Even though it seems clear in hindsight that Colangelo was probably not the man behind the accounts, there was a great deal of sensitive information just floating around the internet as a result of their existence, which falls on him. That he was able to get another interview for a job of this stature is a testament to something — whether it's nepotism, a lack of creativity, or a favor for a powerful friend is up for someone else to determine.

One bit of Philadelphia-centric intrigue is Colangelo's ability to get consideration for this sort of job before former GM Sam Hinkie, who set Colangelo and Co. up with the assets (and franchise player) they have since lit on fire. Hinkie's aversion to playing the political side of the GM job, e.g. building relationships with agents, executives, and even media members, has been cited as one of the primary reasons (beyond the distaste for the drastic tanking) he won't be taken seriously as a lead exec candidate. But it's hard to square the "relationships" and trust critique mattering for him so much, and not for a guy who burned through any semblance of trust the public could have in him.

That aforementioned franchise player, Joel Embiid, has gone out of his way to fire strays at Colangelo since his departure, citing an improved relationship with GM Elton Brand as a feature of the new front office. 

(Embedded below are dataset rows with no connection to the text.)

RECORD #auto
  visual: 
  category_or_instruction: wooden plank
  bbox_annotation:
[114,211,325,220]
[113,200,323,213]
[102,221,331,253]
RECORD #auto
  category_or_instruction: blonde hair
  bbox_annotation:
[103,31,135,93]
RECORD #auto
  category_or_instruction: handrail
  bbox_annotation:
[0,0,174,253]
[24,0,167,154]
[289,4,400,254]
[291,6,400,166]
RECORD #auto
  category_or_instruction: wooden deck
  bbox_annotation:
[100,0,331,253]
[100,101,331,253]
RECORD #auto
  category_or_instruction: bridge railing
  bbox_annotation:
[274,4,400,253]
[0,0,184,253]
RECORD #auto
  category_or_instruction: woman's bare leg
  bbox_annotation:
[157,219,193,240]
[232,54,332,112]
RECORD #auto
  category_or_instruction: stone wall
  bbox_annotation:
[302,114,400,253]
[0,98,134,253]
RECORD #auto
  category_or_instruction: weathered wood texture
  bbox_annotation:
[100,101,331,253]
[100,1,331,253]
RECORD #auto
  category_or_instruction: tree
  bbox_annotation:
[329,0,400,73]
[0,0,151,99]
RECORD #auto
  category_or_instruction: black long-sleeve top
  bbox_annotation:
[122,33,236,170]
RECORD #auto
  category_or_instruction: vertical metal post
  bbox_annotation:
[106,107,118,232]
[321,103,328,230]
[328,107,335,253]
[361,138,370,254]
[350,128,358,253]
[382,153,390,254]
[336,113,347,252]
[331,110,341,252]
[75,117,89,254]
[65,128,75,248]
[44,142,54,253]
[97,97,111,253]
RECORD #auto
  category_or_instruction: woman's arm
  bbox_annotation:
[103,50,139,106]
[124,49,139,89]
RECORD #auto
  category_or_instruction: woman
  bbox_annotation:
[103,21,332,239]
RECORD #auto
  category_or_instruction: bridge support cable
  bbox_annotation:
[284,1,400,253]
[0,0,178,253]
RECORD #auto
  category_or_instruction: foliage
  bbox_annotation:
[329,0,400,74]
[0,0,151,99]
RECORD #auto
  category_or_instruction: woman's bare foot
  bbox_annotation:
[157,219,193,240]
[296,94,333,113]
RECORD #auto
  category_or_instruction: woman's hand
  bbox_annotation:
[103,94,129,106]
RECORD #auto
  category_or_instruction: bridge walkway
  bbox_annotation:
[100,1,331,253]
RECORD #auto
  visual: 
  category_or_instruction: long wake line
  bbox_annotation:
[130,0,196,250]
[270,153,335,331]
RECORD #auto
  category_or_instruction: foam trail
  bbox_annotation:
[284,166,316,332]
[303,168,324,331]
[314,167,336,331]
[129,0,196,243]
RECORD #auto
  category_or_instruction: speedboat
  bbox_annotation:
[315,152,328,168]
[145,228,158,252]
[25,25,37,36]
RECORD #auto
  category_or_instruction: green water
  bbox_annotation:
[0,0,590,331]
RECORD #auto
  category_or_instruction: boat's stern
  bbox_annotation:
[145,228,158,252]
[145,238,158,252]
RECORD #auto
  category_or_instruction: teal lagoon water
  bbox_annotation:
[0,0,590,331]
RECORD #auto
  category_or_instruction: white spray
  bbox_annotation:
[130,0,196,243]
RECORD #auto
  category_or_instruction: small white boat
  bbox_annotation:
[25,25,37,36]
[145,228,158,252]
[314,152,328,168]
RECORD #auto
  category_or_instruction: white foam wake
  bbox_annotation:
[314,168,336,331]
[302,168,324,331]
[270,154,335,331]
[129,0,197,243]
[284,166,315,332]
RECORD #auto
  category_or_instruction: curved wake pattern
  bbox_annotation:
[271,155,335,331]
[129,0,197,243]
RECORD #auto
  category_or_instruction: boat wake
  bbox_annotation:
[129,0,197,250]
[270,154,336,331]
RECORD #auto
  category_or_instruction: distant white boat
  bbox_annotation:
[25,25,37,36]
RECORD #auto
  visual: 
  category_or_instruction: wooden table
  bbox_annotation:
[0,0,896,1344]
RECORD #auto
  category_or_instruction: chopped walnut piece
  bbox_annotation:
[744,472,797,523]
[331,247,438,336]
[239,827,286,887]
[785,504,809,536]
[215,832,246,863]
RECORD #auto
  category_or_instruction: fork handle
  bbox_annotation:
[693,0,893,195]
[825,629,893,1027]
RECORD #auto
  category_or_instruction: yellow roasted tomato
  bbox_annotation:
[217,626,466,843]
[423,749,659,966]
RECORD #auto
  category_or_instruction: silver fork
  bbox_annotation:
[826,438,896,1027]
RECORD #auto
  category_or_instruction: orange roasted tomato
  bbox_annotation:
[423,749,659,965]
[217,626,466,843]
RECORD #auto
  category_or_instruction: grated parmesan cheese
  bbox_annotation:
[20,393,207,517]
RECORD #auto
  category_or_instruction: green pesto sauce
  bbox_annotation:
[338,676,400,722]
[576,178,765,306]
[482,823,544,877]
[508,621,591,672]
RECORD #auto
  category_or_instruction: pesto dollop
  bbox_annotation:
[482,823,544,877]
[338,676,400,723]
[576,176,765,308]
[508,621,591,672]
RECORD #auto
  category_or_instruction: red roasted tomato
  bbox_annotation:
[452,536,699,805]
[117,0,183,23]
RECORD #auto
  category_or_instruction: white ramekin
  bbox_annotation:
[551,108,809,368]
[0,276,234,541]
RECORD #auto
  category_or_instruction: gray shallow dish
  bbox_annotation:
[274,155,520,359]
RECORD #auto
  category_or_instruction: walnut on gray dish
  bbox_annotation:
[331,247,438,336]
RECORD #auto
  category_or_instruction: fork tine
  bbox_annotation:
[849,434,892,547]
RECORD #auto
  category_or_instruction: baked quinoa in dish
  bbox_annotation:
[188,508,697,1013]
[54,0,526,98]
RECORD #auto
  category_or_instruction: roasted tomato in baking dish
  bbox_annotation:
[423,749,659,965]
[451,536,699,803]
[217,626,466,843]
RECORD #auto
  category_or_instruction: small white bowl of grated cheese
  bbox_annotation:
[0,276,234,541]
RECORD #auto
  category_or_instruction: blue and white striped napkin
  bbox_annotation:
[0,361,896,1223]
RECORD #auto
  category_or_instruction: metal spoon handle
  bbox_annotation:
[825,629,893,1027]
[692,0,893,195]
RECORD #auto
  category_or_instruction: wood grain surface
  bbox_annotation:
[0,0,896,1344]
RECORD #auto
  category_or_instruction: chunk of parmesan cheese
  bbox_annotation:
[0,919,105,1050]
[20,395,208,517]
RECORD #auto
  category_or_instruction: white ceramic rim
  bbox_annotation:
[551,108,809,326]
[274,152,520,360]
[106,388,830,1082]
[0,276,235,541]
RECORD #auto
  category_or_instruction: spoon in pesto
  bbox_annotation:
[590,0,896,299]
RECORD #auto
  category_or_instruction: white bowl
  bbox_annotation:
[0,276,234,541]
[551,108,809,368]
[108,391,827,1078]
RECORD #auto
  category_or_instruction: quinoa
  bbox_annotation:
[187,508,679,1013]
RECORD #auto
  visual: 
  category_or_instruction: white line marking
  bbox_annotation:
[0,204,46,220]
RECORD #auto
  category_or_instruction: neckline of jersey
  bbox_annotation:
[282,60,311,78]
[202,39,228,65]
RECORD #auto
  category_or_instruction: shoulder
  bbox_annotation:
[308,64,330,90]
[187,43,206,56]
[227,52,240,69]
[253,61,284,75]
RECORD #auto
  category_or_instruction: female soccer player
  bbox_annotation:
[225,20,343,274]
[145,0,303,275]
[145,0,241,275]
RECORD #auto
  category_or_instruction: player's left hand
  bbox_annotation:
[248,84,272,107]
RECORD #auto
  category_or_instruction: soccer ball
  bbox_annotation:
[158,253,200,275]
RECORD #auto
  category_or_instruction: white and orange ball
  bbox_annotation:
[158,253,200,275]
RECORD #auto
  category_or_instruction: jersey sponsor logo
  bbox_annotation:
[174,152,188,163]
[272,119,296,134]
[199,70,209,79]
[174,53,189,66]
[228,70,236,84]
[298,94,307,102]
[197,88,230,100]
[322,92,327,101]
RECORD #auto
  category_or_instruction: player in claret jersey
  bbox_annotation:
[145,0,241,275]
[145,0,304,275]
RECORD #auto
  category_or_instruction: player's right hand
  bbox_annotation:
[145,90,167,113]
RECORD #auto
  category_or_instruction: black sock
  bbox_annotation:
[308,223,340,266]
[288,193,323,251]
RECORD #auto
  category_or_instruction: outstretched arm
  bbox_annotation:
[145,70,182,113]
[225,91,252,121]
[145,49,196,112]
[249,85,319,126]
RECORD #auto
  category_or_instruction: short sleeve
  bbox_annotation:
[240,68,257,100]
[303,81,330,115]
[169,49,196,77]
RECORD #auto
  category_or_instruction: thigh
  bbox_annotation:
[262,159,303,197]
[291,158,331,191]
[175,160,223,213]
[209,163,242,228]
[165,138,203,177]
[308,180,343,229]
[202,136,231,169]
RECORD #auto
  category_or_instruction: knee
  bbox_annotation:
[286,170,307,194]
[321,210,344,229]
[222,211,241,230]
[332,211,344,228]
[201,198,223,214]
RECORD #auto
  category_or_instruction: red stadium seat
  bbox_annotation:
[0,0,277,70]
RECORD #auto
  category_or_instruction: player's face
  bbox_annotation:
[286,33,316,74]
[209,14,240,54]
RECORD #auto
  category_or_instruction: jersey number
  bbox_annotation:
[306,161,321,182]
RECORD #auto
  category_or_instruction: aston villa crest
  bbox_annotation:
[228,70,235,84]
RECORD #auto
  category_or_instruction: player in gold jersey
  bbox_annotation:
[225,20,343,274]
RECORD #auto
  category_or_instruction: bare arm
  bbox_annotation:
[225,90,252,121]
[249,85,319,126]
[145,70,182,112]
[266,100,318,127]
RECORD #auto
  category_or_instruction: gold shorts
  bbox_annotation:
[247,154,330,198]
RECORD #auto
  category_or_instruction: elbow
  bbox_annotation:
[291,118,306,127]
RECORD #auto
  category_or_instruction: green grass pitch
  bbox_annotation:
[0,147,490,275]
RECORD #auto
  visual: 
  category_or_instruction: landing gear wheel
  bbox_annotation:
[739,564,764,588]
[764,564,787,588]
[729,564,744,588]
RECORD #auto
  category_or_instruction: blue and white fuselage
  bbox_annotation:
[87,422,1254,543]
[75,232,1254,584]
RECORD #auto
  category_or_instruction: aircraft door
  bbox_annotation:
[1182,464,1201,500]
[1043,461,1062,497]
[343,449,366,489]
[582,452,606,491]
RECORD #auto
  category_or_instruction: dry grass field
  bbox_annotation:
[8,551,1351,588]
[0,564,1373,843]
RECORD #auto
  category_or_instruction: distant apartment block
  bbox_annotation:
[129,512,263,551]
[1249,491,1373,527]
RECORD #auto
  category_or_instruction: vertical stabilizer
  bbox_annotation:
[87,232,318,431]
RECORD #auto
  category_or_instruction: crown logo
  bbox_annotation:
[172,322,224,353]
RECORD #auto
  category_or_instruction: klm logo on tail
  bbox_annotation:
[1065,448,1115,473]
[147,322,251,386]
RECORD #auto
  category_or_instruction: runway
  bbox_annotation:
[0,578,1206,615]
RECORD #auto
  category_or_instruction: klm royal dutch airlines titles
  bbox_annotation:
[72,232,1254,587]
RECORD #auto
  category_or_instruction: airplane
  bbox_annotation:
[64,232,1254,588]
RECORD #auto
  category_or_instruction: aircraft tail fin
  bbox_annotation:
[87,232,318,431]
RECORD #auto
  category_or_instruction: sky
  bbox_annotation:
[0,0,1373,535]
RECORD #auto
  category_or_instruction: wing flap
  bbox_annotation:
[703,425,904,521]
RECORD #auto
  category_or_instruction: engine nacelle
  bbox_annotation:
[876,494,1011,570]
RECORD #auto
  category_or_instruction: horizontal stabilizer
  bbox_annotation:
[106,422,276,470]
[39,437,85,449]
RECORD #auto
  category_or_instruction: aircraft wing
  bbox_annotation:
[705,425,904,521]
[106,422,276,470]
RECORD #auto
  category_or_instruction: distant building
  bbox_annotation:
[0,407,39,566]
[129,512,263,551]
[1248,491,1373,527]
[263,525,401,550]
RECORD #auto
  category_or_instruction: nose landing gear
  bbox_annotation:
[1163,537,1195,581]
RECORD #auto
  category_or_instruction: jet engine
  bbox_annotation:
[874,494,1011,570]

“One thing with that this year is I’ve always tried to make them understand me,” Embiid said on media day before the 2019-20 season began. “They do understand me, especially Elton, because they have created that relationship with me where we can trust each other. With the past GM, it wasn’t all that, but this summer, I try to make them understand that we have to stay consistent.”

And in discussing Markelle Fultz's struggles in the fall of 2018, Embiid said publicly that "previous management" did not do right by Philadelphia's young guard.

"It's a tough situation," Embiid said. "Last year I said that I felt like a lot of people didn't have his back, and that was with the previous management. But I feel like everyone has been trying to do their job helping, and I don't even know what's the problem."

So setting aside the mixed track record from a player personnel perspective, misreads in trades and free agency, and a burner account fiasco, you also have the franchise player of the last team you ran publicly disparaging you long after you've left town. 

There's a lot for the Bulls to consider.

A potential silver lining to all of this? If Colangelo somehow ends up being hired by the Bulls, the working relationship the Sixers will have with that front office should be pretty good. Perhaps we'll get to see what it would be like to have Colangelo and Brand on opposite sides of the negotiating table.